Mirobole Editions
Genre : fantastique
Infos : 2015 (1993) – V. O. : Druhé město – Trad. : Benoît Meunier – 220 p. – 19 € – ISBN : 979-10-92145-35-9
Dans une librairie de Prague, un homme trouve un livre écrit dans un alphabet inconnu et l’emporte chez lui ; bientôt l’ouvrage lui ouvre les portes d’un univers magique et dangereux.
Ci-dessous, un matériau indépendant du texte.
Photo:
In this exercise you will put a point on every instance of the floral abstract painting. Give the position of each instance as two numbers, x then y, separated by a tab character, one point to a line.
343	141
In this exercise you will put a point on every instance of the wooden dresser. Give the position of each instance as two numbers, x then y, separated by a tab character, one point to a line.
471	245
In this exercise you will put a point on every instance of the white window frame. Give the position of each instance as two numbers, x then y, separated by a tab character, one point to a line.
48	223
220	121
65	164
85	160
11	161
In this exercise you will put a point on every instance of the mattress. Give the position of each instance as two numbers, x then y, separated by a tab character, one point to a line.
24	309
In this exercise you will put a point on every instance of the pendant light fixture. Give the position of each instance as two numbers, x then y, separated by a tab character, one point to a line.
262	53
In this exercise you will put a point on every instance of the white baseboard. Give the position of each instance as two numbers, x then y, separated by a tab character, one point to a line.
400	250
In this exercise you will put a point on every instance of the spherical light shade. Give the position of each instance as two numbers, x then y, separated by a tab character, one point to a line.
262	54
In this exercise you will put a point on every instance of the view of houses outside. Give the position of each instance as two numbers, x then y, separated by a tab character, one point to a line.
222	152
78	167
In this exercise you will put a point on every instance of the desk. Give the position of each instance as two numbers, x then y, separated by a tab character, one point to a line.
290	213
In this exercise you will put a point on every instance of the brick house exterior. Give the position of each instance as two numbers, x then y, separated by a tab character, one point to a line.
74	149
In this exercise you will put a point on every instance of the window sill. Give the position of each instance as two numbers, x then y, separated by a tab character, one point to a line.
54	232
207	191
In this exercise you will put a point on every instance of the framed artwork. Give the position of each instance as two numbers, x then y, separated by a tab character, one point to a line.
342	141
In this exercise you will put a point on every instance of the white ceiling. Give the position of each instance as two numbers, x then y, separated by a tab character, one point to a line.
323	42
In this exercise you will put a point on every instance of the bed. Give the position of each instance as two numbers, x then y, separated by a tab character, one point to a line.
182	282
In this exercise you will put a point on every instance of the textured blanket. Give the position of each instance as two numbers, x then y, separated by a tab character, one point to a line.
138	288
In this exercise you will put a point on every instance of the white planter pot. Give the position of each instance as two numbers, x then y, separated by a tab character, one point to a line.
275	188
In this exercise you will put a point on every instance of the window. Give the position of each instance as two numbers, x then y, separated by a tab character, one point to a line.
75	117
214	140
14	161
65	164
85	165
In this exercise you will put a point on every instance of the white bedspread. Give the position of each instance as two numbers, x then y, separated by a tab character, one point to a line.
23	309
À mesure qu’il s’enfonce dans les méandres de cette autre ville, il découvre des cérémonies baroques, des coutumes étranges et des créatures fascinantes ; derrière la paisible Prague des touristes, des cafés se muent en jungles, des passages secrets s’ouvrent sous les pieds et des vagues viennent s’échouer sur les draps…
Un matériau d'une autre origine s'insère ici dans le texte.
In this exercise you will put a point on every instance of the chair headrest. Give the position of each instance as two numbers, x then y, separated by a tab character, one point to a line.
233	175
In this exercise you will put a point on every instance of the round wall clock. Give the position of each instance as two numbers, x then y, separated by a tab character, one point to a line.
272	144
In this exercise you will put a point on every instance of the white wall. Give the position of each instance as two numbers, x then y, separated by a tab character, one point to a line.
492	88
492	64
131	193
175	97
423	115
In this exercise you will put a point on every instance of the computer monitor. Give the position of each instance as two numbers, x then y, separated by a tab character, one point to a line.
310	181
Livre hypnotique entre merveilleux et surréalisme, L’Autre Ville est une ode à la quête, et au courage nécessaire pour affronter les nouveaux mondes qui ne cessent de nous appeler.
MON AVIS :
Depuis que j'ai découvert L'histoire sans fin, roman et film, je rêve de tomber un jour par hasard sur un livre étrange qui m'ouvrira les portes d'un autre univers. Je suppose que c'est un fantasme commun à tous les lecteurs. Michal Ajvaz semble le partager car il nous invite ici à découvrir ce que deviendra la vie d'une personne ayant mis la main sur un tel ouvrage…
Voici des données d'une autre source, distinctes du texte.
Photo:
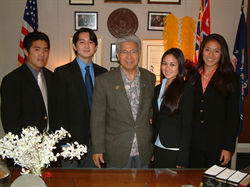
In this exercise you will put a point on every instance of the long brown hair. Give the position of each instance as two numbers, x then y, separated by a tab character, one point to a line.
224	83
173	94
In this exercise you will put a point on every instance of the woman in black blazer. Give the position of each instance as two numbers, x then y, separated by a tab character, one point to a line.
216	108
173	110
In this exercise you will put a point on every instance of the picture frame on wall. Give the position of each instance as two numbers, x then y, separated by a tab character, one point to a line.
113	57
123	1
164	2
81	2
152	51
86	20
156	20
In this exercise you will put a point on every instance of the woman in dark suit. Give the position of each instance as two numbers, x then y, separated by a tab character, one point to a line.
173	110
216	108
Alors qu'il flâne dans une librairie, le narrateur de cette histoire est attiré par un livre mauve coincée entre deux gros volumes dans un rayon. Il l'attrape et, en l'ouvrant, y découvre un étrange alphabet de lui inconnu. Il décide d'acheter cet ouvrage qui le fascine jusqu'à l'obsession. Alors qu'il essaie de le déchiffrer, des inconnus croiseront sa route et lui feront miroiter l'éventuelle existence d'une Autre Ville à laquelle peut mener ce livre. Mais la Prague qu'il habite est déjà hantée par d'impossibles êtres et lieux, que pourra-t-il donc trouver d'encore plus troublant dans cet ailleurs qu'il cherche à trouver ?
De toute évidence, Michal Ajvaz est le rejeton caché de Borges et Kafka. L'influence de ces deux auteurs pulse dans toutes ses phrases. Cependant, Ajvaz arrive à aller au-delà de cette filiation lourde à porter pour rejoindre surtout, d'une manière troublante, l'élégance et l'inquiétante étrangeté si familière des surréalistes. Ses mots suintent l'impossible, parfois fascinant, parfois angoissant. Et ses paysages nous amènent à nous demander dans quelle mesure nous ne découvrons pas nous-même, à travers ce livre à l'alphabet connu mais à l'imaginaire encore à déchiffrer et parfois impossible à suivre totalement, un autre monde aussi fascinant que celui que recherche le narrateur.
Car tout l'intérêt de L'autre ville ne réside pas dans la réussite de la quête de son personnage principal mais bien dans la description de son monde aux frontières floues et aux coins d'ombres angoissants. Parfois, l'inconnu affleure, les gens le concèdent mais ils cohabitent avec lui sans sourciller. Nous, lecteurs, nous sommes désarçonnés devant celui-ci et nous ne pouvons nous empêcher de nous demander si le passage vers cet ailleurs n'a pas déjà eu lieu sans que nous nous en rendions compte…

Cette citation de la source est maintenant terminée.